Your goals and the context in which the content you will create or share gets read/seen should be in your content. You can’t separate both. Furthermore, the style of your content is not only defined by the general best practices and the typical results of content-centric ‘black and white’ thinking. It isn’t always about stories, etc. Sometimes buyers just want plain simple and informative content. Sometimes people want long and exhaustive texts instead of easy snacks.
Take these contextual factors into account when creating content, even if it’s by sharing. You define the message and hashtag in your Tweet. You define the context you add when you share a piece of information on Facebook: you can change the ‘write something’. You can change the headline. You can choose a thumbnail and change the block of text that shows by default.
You shouldn’t change it just for the sake of it or to mislead people but to turn that piece of content into a new one that makes it more relevant and contextual for the people you want to reach.
The example in the screenshot below from Mashable has a clear headline but how many pieces of content don’t? Mashable also took care of the summary but how often do you seen this isn’t done at all? And what if you changed it? You can add that contextual content yourself to be contextually relevant.
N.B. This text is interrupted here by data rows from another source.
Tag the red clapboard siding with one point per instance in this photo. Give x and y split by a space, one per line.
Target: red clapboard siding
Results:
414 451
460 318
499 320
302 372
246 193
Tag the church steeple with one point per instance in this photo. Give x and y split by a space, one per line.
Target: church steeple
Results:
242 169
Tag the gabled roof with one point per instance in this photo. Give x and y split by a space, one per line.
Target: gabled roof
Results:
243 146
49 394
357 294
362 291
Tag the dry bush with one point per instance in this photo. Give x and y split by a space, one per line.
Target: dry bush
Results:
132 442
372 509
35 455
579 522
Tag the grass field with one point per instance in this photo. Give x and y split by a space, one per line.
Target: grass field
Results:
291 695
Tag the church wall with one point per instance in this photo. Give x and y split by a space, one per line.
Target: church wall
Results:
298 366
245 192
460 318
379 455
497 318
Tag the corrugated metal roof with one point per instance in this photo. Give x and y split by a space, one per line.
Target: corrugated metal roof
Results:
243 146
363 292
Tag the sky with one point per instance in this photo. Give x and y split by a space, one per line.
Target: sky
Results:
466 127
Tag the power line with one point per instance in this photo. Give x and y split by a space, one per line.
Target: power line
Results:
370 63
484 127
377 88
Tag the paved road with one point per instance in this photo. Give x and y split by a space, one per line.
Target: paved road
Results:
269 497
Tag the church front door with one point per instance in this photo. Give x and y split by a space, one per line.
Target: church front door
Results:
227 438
Finally, look at the picture. Mashable mentions Twitter CEO Dick Costolo in the post. What if they had put Costolo’s picture in the original post? Or a visual showing something more relevant instead of the stupid Twitter logo I am forced to show (I can of course how nothing at all) if I would share this? I would at least have a choice.
Looking at all these tiny details might seem over the top. But guess what? It’s easy and pays off to look at them. And conversion is about tiny details, as is relevance. Some people want to see faces and others graphics. Adding them in a Facebook share, for instance, can make what you share a piece of content that serves your goals better and is more relevant for your readers/followers/customers.
Every little chunk of content, including a share, is sacred, as long as it’s contextually relevant. That’s content in context: the context of the “audience”, the interactors at “the other side” and their networks. In the end, it’s about optimization and an integrated view on content marketing and other tactics, around the customer and target segments.